Another thing to consider, in case you happen to be coming off a good streak of doing well, being happy, and getting the sense of somehow extending your horizons. This is a good sign that you've progressed, matured, ripened, learned. You're on a good forward momentum. Even so, spend some time in the past, looking for where you left something, or wondering if you got all the value out of an experience, and you're going to make a significant discovery.  

Looking back is still not the best idea because you'll see things in terms of the growth and progress you made, then begin to wonder why you were so slow to come around, thinking, you were okay back then, but could have done more. Right. The old guilt spiral.  

You try to save going back into the past as occasions to review something you composed yesterday or the week before or maybe even longer than that. When you do, you hope you won't stay in the past for too long. Rather, you'll be transported somewhere, in the manner of Dorothy Gale being transported to Oz. Some of the people and places might appear familiar to you because, after all, you'll have been transported to a place in your imagination, which is fed by your actual experiences and day dreams. Some of the places will surprise you because of the way they seem so real, so convincing.

Some individuals and places you encounter during this transportation will send you right back to LAX, or wherever it was from which you began, in the most literary and literal manner possible, all because of one potentially wrong word or attribution. 

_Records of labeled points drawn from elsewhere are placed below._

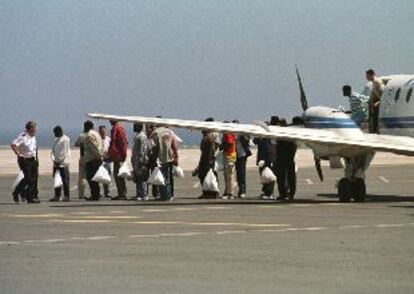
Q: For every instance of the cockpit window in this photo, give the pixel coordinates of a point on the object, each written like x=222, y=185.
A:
x=409, y=93
x=397, y=95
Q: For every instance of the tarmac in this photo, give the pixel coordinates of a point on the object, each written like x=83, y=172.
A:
x=311, y=245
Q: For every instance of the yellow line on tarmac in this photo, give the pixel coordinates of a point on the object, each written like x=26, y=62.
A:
x=207, y=224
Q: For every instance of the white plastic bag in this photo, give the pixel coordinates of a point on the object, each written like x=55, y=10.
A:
x=124, y=171
x=57, y=180
x=178, y=172
x=102, y=176
x=219, y=163
x=210, y=182
x=156, y=178
x=267, y=176
x=19, y=178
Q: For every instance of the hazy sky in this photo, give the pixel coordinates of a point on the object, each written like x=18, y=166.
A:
x=190, y=59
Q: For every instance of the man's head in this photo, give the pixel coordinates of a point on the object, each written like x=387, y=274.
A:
x=138, y=127
x=346, y=90
x=87, y=126
x=102, y=131
x=58, y=131
x=274, y=121
x=31, y=128
x=370, y=74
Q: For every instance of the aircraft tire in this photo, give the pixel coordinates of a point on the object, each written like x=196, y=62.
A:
x=359, y=190
x=344, y=190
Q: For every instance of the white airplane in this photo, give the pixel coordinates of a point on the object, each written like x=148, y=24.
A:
x=329, y=132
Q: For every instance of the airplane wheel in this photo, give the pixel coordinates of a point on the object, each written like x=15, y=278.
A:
x=359, y=190
x=344, y=190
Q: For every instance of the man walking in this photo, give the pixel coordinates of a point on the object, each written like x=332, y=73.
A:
x=106, y=160
x=118, y=153
x=243, y=152
x=93, y=159
x=139, y=161
x=60, y=157
x=25, y=148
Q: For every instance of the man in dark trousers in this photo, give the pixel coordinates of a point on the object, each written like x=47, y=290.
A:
x=117, y=153
x=285, y=167
x=25, y=148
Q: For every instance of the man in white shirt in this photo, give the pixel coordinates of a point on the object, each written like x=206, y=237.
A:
x=60, y=156
x=106, y=141
x=25, y=148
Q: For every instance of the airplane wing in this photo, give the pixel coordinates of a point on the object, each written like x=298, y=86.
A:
x=369, y=142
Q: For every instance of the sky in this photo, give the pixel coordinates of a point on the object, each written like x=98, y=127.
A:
x=190, y=59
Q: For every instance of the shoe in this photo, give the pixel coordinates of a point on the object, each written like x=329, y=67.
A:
x=119, y=198
x=92, y=198
x=15, y=197
x=33, y=200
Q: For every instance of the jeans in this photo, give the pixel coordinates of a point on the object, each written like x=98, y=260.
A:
x=241, y=174
x=27, y=187
x=64, y=173
x=165, y=190
x=120, y=182
x=91, y=169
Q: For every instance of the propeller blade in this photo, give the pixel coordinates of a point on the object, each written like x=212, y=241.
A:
x=303, y=99
x=318, y=167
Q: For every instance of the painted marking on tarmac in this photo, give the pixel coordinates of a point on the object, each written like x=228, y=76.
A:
x=384, y=179
x=230, y=232
x=189, y=234
x=309, y=181
x=352, y=227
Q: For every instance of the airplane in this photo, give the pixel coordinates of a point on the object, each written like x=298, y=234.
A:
x=330, y=133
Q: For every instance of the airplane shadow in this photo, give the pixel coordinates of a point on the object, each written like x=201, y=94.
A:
x=376, y=198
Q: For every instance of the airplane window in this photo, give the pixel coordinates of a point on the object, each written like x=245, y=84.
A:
x=397, y=95
x=409, y=95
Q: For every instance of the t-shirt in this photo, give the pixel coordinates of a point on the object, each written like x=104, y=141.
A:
x=26, y=145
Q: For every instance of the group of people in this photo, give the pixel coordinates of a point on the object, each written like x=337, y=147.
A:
x=365, y=106
x=153, y=148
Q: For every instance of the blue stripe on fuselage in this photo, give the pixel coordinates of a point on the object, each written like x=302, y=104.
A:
x=404, y=122
x=330, y=123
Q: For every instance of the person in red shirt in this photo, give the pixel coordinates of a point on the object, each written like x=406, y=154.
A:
x=117, y=153
x=229, y=152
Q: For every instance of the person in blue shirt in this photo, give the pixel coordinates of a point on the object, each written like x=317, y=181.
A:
x=358, y=104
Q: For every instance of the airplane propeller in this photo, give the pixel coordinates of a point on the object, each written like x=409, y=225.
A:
x=305, y=106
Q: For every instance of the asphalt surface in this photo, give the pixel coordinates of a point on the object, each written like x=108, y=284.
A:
x=312, y=245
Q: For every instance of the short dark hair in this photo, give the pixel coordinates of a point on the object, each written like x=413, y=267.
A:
x=87, y=125
x=274, y=120
x=370, y=72
x=30, y=125
x=138, y=127
x=58, y=131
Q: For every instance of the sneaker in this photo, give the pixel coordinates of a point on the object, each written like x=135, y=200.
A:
x=119, y=198
x=15, y=197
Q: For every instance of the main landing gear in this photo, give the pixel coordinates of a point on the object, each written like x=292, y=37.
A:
x=352, y=188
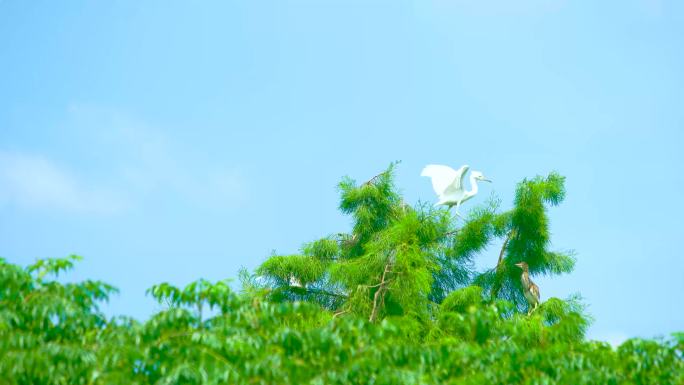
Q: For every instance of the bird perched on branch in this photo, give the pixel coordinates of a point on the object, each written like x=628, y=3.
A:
x=449, y=184
x=530, y=290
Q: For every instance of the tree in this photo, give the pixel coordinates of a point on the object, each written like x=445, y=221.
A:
x=400, y=260
x=394, y=301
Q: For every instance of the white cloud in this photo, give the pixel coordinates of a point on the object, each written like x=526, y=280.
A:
x=34, y=182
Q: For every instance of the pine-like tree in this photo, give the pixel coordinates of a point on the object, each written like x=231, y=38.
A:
x=403, y=260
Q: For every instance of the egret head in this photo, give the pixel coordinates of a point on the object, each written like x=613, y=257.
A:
x=479, y=176
x=522, y=265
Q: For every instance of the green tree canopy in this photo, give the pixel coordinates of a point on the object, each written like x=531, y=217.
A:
x=394, y=301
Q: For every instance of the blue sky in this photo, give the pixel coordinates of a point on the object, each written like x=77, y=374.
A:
x=168, y=141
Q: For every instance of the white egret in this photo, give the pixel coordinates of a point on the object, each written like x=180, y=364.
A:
x=449, y=186
x=530, y=290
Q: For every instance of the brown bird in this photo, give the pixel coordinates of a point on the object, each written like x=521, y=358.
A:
x=530, y=290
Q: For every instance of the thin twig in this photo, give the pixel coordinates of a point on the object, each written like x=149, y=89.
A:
x=379, y=297
x=499, y=265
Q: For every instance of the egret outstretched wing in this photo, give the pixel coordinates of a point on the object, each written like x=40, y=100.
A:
x=445, y=177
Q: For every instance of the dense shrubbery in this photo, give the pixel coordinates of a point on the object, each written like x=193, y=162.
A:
x=395, y=301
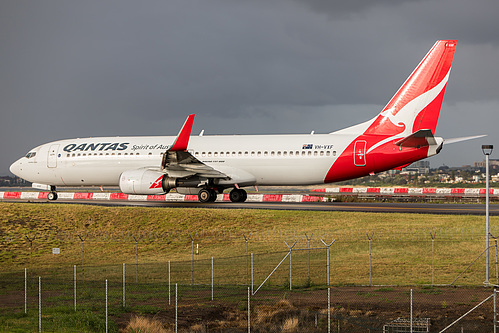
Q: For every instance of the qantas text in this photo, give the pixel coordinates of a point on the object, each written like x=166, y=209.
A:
x=96, y=146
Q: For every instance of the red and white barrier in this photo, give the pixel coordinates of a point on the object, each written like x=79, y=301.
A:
x=165, y=197
x=401, y=191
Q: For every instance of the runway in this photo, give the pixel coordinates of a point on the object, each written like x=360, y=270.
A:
x=371, y=207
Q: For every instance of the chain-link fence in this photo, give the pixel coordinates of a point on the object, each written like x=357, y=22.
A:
x=284, y=291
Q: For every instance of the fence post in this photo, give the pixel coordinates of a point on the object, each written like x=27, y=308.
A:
x=308, y=245
x=497, y=263
x=433, y=235
x=327, y=258
x=25, y=290
x=82, y=257
x=370, y=238
x=252, y=277
x=192, y=259
x=495, y=310
x=329, y=310
x=290, y=264
x=249, y=311
x=74, y=273
x=169, y=284
x=39, y=304
x=247, y=258
x=176, y=307
x=30, y=240
x=212, y=278
x=124, y=304
x=411, y=311
x=136, y=259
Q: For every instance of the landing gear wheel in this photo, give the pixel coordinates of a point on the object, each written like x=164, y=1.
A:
x=52, y=196
x=238, y=195
x=213, y=195
x=207, y=195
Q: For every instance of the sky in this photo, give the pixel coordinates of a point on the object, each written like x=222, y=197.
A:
x=116, y=68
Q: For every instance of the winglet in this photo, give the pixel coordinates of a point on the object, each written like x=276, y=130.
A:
x=182, y=140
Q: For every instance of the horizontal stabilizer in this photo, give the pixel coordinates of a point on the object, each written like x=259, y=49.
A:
x=421, y=138
x=464, y=138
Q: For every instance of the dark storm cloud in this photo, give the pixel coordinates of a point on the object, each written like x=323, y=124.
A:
x=90, y=68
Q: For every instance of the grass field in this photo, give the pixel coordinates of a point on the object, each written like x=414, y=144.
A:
x=401, y=245
x=401, y=251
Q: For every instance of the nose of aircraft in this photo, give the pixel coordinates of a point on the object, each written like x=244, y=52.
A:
x=15, y=168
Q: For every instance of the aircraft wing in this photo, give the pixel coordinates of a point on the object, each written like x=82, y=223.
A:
x=178, y=162
x=182, y=164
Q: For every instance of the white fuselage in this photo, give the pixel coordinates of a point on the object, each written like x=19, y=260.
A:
x=271, y=159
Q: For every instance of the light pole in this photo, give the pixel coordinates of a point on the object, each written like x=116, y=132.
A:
x=487, y=150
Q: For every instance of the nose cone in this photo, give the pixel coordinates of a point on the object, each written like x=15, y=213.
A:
x=15, y=168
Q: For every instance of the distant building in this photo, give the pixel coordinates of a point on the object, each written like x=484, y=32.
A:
x=421, y=167
x=494, y=164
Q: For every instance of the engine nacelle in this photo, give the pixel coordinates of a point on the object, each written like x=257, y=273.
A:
x=142, y=181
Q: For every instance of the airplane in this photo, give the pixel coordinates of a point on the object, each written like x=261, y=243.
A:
x=206, y=165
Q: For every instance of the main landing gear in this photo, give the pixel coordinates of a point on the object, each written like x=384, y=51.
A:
x=210, y=195
x=207, y=195
x=238, y=195
x=52, y=194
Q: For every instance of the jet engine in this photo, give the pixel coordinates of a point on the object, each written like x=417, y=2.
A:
x=144, y=181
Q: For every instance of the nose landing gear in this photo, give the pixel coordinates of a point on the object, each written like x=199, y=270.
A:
x=52, y=194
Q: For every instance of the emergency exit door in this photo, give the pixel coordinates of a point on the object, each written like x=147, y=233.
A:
x=52, y=156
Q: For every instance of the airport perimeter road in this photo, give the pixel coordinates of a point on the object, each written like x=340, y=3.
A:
x=376, y=207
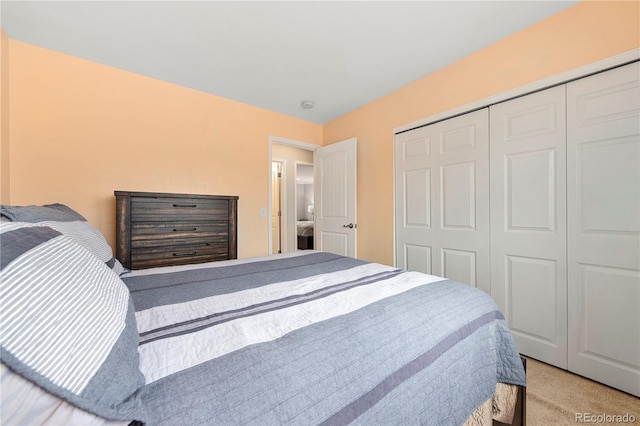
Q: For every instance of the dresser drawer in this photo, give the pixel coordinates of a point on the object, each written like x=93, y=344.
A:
x=145, y=234
x=177, y=209
x=182, y=255
x=161, y=229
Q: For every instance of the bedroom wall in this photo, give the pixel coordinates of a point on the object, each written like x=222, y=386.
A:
x=80, y=130
x=582, y=34
x=4, y=118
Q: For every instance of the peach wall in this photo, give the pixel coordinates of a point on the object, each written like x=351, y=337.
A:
x=581, y=34
x=80, y=130
x=4, y=118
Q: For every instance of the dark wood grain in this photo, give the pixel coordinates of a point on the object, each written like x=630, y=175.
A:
x=162, y=229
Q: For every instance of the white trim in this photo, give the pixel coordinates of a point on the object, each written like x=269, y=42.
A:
x=579, y=72
x=280, y=141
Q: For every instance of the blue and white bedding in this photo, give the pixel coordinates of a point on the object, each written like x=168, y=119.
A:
x=305, y=338
x=315, y=338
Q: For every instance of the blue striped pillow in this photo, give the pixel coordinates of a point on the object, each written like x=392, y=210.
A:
x=67, y=321
x=69, y=222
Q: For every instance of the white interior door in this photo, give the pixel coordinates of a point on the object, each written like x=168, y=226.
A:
x=335, y=198
x=604, y=227
x=528, y=221
x=442, y=199
x=276, y=207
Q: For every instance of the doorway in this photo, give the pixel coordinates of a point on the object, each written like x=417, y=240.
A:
x=305, y=208
x=292, y=204
x=276, y=206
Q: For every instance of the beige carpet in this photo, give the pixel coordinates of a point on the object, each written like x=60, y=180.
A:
x=556, y=397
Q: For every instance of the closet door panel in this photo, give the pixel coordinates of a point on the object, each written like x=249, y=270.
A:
x=414, y=197
x=603, y=169
x=463, y=199
x=442, y=199
x=528, y=221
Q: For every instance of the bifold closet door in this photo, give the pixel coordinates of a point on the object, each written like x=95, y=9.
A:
x=528, y=221
x=603, y=172
x=442, y=199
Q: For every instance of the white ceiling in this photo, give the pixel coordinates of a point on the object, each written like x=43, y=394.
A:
x=275, y=54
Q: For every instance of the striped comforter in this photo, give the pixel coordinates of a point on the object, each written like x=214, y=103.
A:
x=315, y=338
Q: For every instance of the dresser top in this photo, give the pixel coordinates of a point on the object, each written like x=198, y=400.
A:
x=170, y=195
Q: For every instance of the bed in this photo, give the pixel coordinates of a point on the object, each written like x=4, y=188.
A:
x=303, y=338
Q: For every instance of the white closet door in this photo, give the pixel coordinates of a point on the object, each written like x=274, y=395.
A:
x=442, y=199
x=604, y=227
x=528, y=221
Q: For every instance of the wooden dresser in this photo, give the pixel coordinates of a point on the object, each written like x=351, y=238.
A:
x=159, y=229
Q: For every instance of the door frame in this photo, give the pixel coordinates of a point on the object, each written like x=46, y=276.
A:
x=547, y=82
x=288, y=142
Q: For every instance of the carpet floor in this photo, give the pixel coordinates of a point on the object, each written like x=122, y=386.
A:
x=557, y=397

This much is clear, going back in the past to review what you've done is fraught with the mischief of one or two words too many, one or two sentences not enough, a judgment coming from you instead of one of your characters, perhaps one or more stereotypes you let creep into the language.

Being at this game as long as you have, making contact with others who have, and your own reading have brought you to a point you once thought was cynical but which you now regard instead as manageable. When you go back in time to review, the greater likelihood is that you will get bounced out of your imaginative venue, but the odds are growing better for you to spot the knock-out place, then figure a way to repair it so that the thing that survives all this time travel is the product of your imagination.

The hidden joy and great temptation for dwelling in the past is the awareness of how, being at this as long as you have, you'll not only find places where you screwed up but good information about how to avoid future screw-ups.

This is, of course, the existential elephant in the living room. You come away confident, then you write something or do something or, with deliberation, do not do something you consider significant. Then, no sooner than you get back in time to deconstruct it or, as they say in the worlds of John LeCarre, be debriefed, than you realize you've got to go back and fix it.